Reasoning Scaffolding: Distilling the Flow of Thought from LLMs
Abstract
The prevailing approach to distilling reasoning from Large Language Models (LLMs)—behavioral cloning from textual rationales—is fundamentally limited. It teaches Small Language Models (SLMs) to mimic surface-level patterns rather than the underlying algorithmic structure of thought, resulting in a critical lack of logical robustness. We argue that instead of cloning text, distillation should transfer this algorithmic structure directly. We introduce Reasoning Scaffolding, a framework that reframes reasoning as a structured generation process. Our method first abstracts the teacher's thought process into a sequence of discrete, interpretable semantic signals (e.g., Contrast, Addition) that act as a scaffold. The student model is then trained via a multi-task objective to both (1) predict the next semantic signal, anticipating the reasoning flow, and (2) generate the corresponding step, conditioned on that signal.
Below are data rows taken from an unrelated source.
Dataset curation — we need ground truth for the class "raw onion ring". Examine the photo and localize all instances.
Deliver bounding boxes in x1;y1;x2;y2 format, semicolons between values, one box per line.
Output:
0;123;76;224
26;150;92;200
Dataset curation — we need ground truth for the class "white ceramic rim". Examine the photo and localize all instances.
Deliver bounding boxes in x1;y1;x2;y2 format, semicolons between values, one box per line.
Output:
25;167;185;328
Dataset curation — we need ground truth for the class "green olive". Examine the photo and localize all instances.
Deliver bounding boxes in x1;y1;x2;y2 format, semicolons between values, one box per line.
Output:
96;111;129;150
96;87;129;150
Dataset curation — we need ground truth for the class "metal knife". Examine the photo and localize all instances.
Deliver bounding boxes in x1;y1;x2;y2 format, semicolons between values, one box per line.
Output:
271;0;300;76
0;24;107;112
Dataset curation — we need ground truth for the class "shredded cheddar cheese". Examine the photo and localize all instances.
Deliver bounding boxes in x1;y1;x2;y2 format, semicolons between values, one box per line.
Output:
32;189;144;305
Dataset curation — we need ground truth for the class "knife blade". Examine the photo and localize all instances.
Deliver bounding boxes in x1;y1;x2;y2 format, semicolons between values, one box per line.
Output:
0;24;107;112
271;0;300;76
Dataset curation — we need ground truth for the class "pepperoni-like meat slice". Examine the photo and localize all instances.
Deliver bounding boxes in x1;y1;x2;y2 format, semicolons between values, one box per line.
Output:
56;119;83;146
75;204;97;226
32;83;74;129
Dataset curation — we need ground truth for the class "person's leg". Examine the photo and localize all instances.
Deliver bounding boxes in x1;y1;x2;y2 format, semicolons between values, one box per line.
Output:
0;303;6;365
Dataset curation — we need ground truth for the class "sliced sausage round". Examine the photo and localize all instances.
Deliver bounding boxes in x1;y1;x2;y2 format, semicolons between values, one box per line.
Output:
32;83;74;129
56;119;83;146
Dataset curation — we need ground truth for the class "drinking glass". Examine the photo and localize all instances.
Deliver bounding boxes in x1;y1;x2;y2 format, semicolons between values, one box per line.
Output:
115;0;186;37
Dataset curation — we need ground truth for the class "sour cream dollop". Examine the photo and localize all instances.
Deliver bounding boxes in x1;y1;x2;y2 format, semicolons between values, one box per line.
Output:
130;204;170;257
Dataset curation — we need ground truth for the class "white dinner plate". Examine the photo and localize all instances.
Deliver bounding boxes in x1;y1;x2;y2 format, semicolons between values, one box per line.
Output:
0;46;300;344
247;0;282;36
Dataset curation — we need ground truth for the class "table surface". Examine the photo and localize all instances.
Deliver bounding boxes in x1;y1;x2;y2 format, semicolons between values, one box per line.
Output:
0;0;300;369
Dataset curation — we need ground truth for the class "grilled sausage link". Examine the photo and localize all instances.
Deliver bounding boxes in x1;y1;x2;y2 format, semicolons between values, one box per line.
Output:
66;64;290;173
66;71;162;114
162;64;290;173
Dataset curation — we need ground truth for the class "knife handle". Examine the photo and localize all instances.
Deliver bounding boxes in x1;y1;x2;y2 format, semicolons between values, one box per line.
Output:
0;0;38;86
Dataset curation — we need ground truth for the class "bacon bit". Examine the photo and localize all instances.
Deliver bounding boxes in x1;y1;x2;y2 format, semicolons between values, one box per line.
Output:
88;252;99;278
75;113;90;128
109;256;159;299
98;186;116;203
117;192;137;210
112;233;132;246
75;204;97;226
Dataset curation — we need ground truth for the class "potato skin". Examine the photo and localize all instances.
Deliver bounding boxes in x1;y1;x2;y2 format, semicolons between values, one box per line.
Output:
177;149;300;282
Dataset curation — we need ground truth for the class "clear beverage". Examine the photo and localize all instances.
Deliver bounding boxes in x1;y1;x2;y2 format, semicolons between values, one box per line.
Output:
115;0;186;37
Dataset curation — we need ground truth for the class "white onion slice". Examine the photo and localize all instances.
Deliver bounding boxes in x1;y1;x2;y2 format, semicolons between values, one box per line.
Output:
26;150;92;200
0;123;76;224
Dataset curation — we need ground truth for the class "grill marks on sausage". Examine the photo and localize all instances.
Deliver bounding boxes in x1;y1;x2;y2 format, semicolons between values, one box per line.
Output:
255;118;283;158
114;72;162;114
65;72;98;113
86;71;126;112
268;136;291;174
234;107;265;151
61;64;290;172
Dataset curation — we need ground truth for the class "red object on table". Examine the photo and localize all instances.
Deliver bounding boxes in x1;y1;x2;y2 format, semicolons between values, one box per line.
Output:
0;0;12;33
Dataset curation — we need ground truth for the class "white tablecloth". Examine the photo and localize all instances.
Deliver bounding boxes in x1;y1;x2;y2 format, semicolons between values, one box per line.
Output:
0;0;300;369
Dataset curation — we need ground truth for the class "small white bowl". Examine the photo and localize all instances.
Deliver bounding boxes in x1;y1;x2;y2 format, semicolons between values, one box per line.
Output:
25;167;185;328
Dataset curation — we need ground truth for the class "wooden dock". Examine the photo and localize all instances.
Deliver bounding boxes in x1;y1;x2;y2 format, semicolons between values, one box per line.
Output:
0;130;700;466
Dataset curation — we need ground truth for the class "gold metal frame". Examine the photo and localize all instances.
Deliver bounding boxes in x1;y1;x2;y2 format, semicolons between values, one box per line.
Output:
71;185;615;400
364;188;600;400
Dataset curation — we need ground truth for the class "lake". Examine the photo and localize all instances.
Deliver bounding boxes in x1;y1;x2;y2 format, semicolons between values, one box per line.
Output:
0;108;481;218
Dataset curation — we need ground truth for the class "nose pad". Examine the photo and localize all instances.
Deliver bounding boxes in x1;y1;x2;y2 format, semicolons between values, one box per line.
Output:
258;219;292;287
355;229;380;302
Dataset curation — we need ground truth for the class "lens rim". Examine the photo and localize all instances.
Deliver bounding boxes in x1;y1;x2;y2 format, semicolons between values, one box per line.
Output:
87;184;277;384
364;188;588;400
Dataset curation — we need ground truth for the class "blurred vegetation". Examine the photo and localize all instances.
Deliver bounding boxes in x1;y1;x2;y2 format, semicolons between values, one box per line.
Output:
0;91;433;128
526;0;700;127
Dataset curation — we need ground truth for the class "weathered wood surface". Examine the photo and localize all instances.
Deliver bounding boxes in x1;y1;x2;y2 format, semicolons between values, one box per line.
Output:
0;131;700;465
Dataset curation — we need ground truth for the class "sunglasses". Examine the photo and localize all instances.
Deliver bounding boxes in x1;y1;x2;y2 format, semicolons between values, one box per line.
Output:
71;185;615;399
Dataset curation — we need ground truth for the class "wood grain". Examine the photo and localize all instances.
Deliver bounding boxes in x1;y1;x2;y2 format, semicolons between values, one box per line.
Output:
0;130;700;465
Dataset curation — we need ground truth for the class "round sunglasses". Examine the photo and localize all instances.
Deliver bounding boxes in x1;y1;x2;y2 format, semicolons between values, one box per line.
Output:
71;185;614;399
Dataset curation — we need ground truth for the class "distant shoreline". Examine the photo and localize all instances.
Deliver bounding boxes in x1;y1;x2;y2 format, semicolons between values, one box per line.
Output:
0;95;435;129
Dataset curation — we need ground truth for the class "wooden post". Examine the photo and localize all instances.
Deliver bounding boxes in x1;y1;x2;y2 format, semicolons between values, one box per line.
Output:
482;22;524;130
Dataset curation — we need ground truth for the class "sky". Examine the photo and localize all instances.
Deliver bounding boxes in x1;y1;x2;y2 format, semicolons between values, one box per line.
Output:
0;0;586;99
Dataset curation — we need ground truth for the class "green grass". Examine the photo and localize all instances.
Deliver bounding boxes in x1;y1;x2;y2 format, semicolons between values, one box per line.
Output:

This multi-task scheme acts as a powerful regularizer, compelling the student to internalize the computational patterns of coherent reasoning. On a suite of challenging reasoning benchmarks, our method significantly outperforms state-of-the-art distillation in both accuracy and logical consistency, providing a path towards creating smaller models that are genuine reasoners, not just fluent mimics.